Update: Minister for Transport Shane Ross met with Eamon Rothwell, the chief executive of Irish Ferries’ parent company, Irish Continental Group to express the Government’s concern about proposals to shut down the ferry company’s Rosslare-Cherbourg route.
“It is a completely commercial decision, we can’t tell him that he can’t do it,” Mr Ross told RTE’s News at One.
Mr Ross said that the decision had come as a complete surprise to him and that he will make every effort to ensure that Rosslare is not negatively impacted.
He said his discussion with Mr Rothwell had been frank, but off the record.
The decision to relocate the Cherbourg route from Dublin port would mean more business for the company, he said. But he acknowledged that it would put more pressure on routes around Dublin.
He was asked if he knew if Dublin Port had offered a better deal to Irish Ferries, but he said he had “no idea.”
“I’m worried that Rosslare should not be disadvantaged. The port should be helped to do better rather than have everything focused on Dublin.
“Strictly speaking I’m hoping the connection will stay the same.
Minister of State at the Department of Defence, Wexford TD Paul Kehoe also admitted that he “did not see this coming.”
As a member of the Government, he said he was very disappointed at the manner in which Irish Ferries had communicated this message. “It was very vague.”
Some parts of the argument that they had made about customers preferring to use Dublin “just don’t stack up” he said. “I’m a user of the service, I have been for three years and all the customers I spoke to all prefer using Rosslare because of its accessibility.” It will be even more accessible when the by-passes are finished, he added.
“This came out of the blue. For anyone to say that the Government had any prior notice is farcical. They are a commercial company, they can do what they like.”
SIPTU organiser, Paul Cullen, said: “This decision is deeply concerning and disappointing for our members employed in the Rosslare Europort and the surrounding region.

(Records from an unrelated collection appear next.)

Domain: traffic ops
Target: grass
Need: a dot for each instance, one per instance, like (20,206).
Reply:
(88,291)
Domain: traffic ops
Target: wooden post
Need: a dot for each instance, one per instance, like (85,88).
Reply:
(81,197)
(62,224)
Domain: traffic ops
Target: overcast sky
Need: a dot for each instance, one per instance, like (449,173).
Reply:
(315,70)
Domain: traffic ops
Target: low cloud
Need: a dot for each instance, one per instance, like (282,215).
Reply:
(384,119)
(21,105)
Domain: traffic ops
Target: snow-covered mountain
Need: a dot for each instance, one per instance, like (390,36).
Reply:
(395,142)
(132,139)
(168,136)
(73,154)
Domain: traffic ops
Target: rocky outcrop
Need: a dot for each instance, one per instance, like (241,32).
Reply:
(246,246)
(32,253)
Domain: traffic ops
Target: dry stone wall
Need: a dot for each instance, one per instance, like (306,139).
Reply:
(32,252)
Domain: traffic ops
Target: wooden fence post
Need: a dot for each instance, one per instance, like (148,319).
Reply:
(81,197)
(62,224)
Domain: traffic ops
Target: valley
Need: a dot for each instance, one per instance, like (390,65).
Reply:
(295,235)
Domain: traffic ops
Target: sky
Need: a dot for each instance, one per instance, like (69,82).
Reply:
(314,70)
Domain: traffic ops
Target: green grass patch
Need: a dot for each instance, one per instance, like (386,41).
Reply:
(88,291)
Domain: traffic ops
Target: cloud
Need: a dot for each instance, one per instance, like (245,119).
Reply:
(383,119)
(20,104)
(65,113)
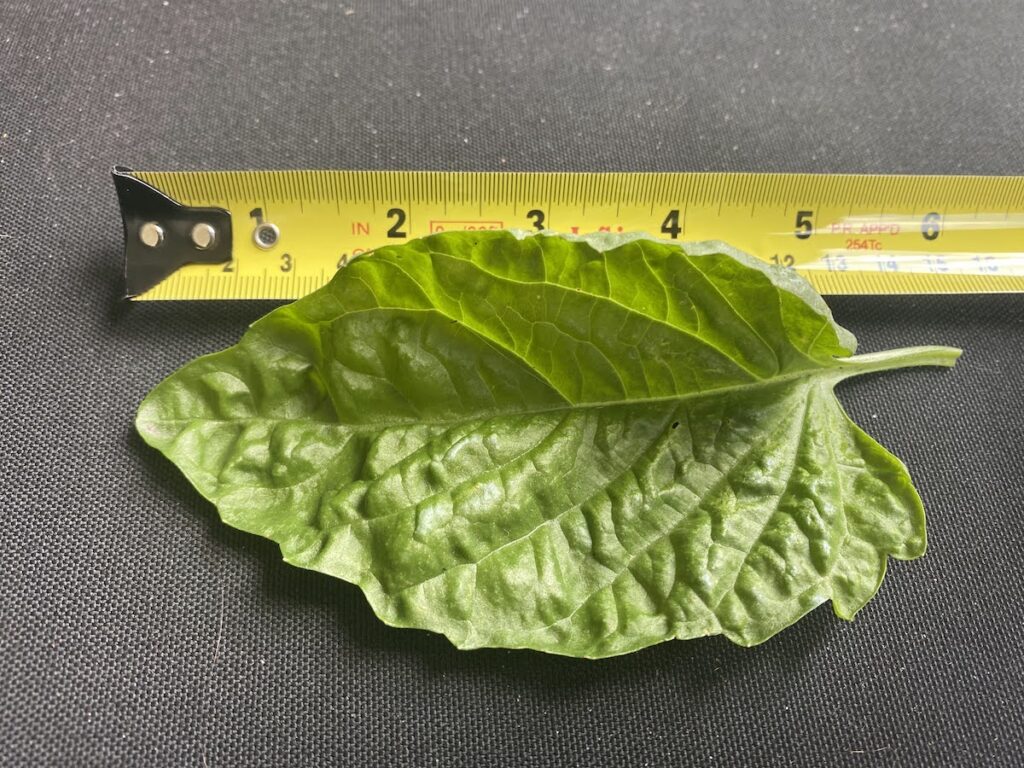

"This has resulted in a failure to complete infrastructural improvements in the port area, such as a new access road.”
He added: “The decision to end the Rosslare to France route is a commercial one by Irish Ferries. However, it is the responsibility of the Government to work to ensure that there is a future for the Rosslare Europort and the economy of the surrounding area.”
The Government has asked Irish Ferries to reconsider scrapping a ferry service to France.
The company said yesterday it is "unlikely" a service will run between Rosslare and France next year.
The Taoiseach Leo Varadkar has said it is a disappointing decision and he hopes it will be reconsidered.
Leo Varadkar says government is asking Irish Ferries to reconsider this and are disappointed at the decision https://t.co/aog7ZI49uG— Seán Defoe (@SeanDefoe) December 19, 2018
Department of Transport officials intend to meet with Irish Ferries to discuss it.
The Irish Road Haulage Association has said that the “vague statement” that Irish Ferries is “unlikely” to operate a service between Rosslare and France next summer, means “they are open to negotiation”.
Verona Murphy of the Irish Road Haulage Association pointed out to the Sean O'Rourke show on RTE Radio One that each ferry carries 1,200 cars and 165 trucks “all of which are going to now be on the M50 which already has huge congestion.”
Ms Murphy called on the Minister for Transport Shane Ross to “let the country know he’s alive and well and to intervene.”
Local TD and former Minister for Public Expenditure Brendan Howlin said there had been rumours in the area for some time about Irish Ferries’ commitment to the route.
“It’s unthinkable that it could happen, that the shortest route would be axed is beyond understanding.
“It beggars belief.”
Ms Murphy also questioned a suggestion by Irish Ferries that customers were not interested in the route. “Look at the response on social media. I’ve been a customer of Irish Ferries for more than 30 years, no one asked me.
Department of Transport officials are to meet with Irish Ferries over plans to scrap a ferry service in the south-east.
The plans are being described as a "big blow".
The company said it is "unlikely" to operate the service next year but will keep the situation under review.
In a statement yesterday, they said: "Irish Ferries wish to inform our customers that we're unlikely to operate a service between Rosslare & France in 2019. We continue to keep this situation under review"
"Feedback from our customers suggests that it is easier to travel to Dublin Port for most people than it is to get to Rosslare."
The Junior Tourism Minister Brendan Griffin said the service is important for the South East region.
He said the ferry crossing mainly facilitates Irish tourists holidaying in France, but it also brings French and other European tourists to the region.
Sinn Féin TD David Cullinane said it is devastating news for the south-east, especially given the uncertainty around Brexit:
Mr Cullinane said: "Obviously at a time when people were hoping for an increased capacity to ensure that we protect the south-east from the worst of Brexit, and bear in mind also that the south-east has a big agri-food sector as well.
"I think this will be a huge concern for farmers, for food producers, for the agri-food sector, obviously for passengers as well and for businesses generally."
The company will continue to run a passenger service between Rosslare and Pembroke year round.